The All Blacks will met France in two years time in the pool stages of the 2023 Rugby World Cup and this is the first chance for the two squads to get a feel for each other.

The last time the two nations met was 2018, when France toured New Zealand in June but were put away 3-0 by a firing All Blacks side.

Plumtree doesn’t believe this clash will have any bearing on what will happen in 2023, as both sides will be largely different by then. However, All Blacks coach did highlight that the side doesn’t want to end their tour on a disappointing note after 15-games and a four month long tour.

“I think in two years’ time, it won’t really matter,” he said.

“We’ll be different and they’ll be different again. This is a big game. France have been waiting for us, like every team that we play in this part of the world, so we know what the challenge looks like.

“We know, also, that it’s our last game of a very long tour and we get to go home, which we’re all looking forward to, but this week has been interesting, actually.

“When the All Blacks lose, it’s certainly not the greatest environment to be in for the first couple of days.

“Everyone’s pretty down about it and grumpy about it, but by the time we get to Thursday and Friday, we’ll be really looking forward to it.

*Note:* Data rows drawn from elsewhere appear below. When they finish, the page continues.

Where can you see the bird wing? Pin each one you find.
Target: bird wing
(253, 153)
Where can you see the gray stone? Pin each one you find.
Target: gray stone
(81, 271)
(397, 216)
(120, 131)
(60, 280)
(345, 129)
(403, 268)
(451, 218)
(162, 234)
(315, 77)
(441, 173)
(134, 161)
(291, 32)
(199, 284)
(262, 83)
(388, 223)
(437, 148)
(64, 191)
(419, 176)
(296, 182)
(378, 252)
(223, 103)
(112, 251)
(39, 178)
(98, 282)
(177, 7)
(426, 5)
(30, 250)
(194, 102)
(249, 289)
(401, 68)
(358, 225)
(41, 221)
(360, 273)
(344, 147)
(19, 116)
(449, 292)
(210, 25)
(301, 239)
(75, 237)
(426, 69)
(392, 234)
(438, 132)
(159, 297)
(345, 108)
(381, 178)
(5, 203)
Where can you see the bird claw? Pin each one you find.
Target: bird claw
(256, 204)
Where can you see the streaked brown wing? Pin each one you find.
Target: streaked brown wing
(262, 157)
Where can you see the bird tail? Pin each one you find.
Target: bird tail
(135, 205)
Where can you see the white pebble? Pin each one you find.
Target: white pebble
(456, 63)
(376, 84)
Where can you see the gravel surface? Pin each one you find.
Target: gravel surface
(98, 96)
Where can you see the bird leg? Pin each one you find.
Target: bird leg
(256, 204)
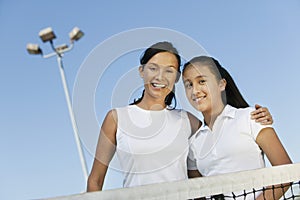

Not that we’re not looking forward to it now, but the edge just gets sharper, if you like, by the time Saturday comes around, so we’re just looking forward to this one.

“Like I said, it’s our last game of the year, a 15-game programme, been on a really long trip, and hopefully we can just get our game going around our momentum and gain line and get our game going. If we can do that, we’ll cause some real big problems for them.”